White House Plans Executive Order Requiring AI Model Review Before Release
WASHINGTON — The White House is developing an executive order that would require government review of advanced AI models before public release, according to The Decoder.
Senior administration officials have briefed executives from Anthropic, Google, and OpenAI on the proposed review process, which would establish a formal federal evaluation framework for frontier AI systems before they reach consumers, the report said. The proposed order would represent a departure from the administration’s approach over the past year, which focused on reducing regulatory barriers for the AI sector, according to the report.
The initiative was reportedly triggered by Anthropic’s forthcoming “Mythos” model, which appears to have raised concern within the administration, according to the report. Details of what specific capabilities prompted the response were not disclosed in the reporting.
If enacted, the executive order would establish formal federal oversight of AI deployment, potentially reshaping release timelines for the nation’s three largest AI developers. The companies have collectively invested tens of billions of dollars in model development and have operated under relatively permissive regulatory conditions over the past year.
The proposed review process would affect an industry that has moved rapidly to deploy increasingly capable systems. OpenAI, Google DeepMind, and Anthropic have each released multiple model generations in recent months, with competitive pressure driving accelerated deployment schedules.
The briefing of all three major labs suggests the administration is seeking industry input before finalizing the order’s terms, a pattern consistent with previous technology policy initiatives. However, the scope and timeline of the proposed review process remain unclear.

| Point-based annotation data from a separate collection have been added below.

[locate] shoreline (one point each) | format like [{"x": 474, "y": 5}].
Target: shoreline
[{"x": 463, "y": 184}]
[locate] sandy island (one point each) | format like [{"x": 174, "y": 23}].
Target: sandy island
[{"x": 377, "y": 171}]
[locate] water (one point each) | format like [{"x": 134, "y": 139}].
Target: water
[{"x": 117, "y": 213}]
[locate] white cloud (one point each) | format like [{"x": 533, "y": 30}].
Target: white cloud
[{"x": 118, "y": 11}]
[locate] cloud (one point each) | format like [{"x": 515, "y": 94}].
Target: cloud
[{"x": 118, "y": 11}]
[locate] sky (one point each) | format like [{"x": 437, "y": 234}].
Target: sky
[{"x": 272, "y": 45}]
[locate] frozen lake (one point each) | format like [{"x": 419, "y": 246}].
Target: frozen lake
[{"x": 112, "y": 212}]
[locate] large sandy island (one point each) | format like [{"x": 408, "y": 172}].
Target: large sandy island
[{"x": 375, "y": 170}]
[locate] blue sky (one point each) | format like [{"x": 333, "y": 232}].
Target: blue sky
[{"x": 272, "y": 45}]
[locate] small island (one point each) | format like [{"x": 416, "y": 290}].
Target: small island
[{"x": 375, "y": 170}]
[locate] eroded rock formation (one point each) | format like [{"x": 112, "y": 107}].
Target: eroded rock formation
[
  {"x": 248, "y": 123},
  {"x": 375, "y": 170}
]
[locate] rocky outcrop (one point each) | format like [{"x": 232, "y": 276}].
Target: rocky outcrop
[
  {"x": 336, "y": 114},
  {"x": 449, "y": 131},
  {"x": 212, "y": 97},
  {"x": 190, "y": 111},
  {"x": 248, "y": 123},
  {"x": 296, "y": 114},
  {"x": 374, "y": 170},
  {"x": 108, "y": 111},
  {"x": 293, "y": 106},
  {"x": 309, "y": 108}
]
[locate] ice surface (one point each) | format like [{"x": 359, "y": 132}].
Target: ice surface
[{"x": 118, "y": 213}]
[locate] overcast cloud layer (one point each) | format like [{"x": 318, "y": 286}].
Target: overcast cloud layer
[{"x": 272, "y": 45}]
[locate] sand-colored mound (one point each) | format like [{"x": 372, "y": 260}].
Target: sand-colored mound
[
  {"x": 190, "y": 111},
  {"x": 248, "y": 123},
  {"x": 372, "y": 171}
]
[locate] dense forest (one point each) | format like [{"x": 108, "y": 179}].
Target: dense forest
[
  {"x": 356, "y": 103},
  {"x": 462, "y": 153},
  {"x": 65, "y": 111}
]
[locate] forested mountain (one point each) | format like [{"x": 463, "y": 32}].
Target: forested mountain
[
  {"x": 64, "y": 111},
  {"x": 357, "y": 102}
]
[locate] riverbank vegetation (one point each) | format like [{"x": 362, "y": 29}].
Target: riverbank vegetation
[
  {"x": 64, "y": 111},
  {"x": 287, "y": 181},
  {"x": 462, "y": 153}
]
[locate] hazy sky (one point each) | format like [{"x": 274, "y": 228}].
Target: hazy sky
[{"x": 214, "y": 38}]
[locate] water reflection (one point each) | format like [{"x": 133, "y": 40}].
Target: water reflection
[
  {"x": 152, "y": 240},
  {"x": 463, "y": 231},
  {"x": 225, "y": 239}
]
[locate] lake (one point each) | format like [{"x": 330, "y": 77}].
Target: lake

For enterprise customers and developers building on these platforms, a pre-release government review could introduce delays between model completion and commercial availability — a consideration for companies that have built business strategies around rapid access to new AI capabilities.
The policy shift comes as governments worldwide grapple with how to balance innovation incentives against potential risks from increasingly powerful AI systems. The European Union’s AI Act enforcement deadline approaches in August 2026, and several US states have advanced their own AI governance frameworks in the absence of comprehensive federal legislation.
Neither the White House nor the three AI companies have publicly commented on the reported briefings.